Yes, but in case of long calculations the caches have limited impact on the performance. It is a good case when we are able to select some data, that is used really often, and make our program in such a way that it maximizes selected data usage in one place, without loss of cached state. But with long arrays it is not the good case. Also it is not the case if we try to calculate control sum for some buffer that was used long ago to be sure that the data is not in a cache.
Brendan wrote:
Then there's prefetching. This comes in 2 flavours - software prefetching and hardware prefetching; where both reduce the number of cache misses too.
The actual mechanics of the prefetch is still unclear for me. Is it the mentioned earlier 64 byte load upon any read from memory? Or there are different mechanisms to prefetch some data in a cache?
Brendan wrote:
For retro-active approaches, there's out-of-order execution, speculative execution and hyper-threading. The basic idea of all of these is hide the time it takes for data to arrive by finding other work for the CPU to do while it waits.
Yes, it is very helpful technics, but if we just need to add or multiply some long arrays? What will be the outcome in case of SSE or AVX instructions? Is it the simpler and also not slower way to use just general purpose registers instead of SSE or AVX? Or SSE/AVX instructions somehow can tell the processor it should start some efficient pipeline of data feeding?
Brendan wrote:
Now; if you combine all of the pro-active and retro-active approaches will significantly reduce the overhead (e.g. depending on the specific code and it's access patterns; instead of every access costing 750 cycles for every access it might be more like 20 cycles of "non-hidden overhead" per access on average).

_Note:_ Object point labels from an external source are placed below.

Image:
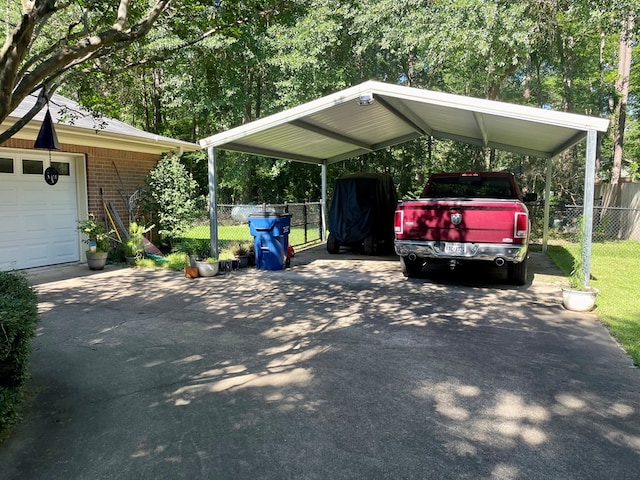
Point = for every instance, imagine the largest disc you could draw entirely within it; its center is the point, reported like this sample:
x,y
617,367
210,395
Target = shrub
x,y
170,196
18,320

It seems from this phrase that there is no way to read the required amount of data from memory to saturate processor's need for it. Even if we know that all we need is the maximum performance of a memory-processor channel (bus).
Brendan wrote:
For increasing cache line size; if you do that you'd increase the cost of transferring data at every level (e.g. from RAM to L3, from L3 to L2, etc).
Well, after it I see just one way - we should be able to utilize memory-processor channel throughput as much as possible in case of not cached data. But is it possible to somehow tell the memory controller to start read some long data array and to provide it to the processor "just in time"?
Brendan wrote:
Of course "modern programming practices" (e.g. things like OOP, abstractions, modern memory management, etc) goes a long way to preventing important optimisations and mostly just destroy all hope.
Unfortunately, it's just old dogma, but not the reality. Any programmer, that knows about optimization techincs, can separate program's bottlenecks and then rewrite the program in a way that prevents it from having such a narrow place. But when programmer needs to create a model of some situation, it is much better to have a tool, that allows object oriented modeling. And of course, if some programmer just doesn't know about optimization, then there will be a lot of very slow code. And it is irrelevant if he uses C or Java or something else.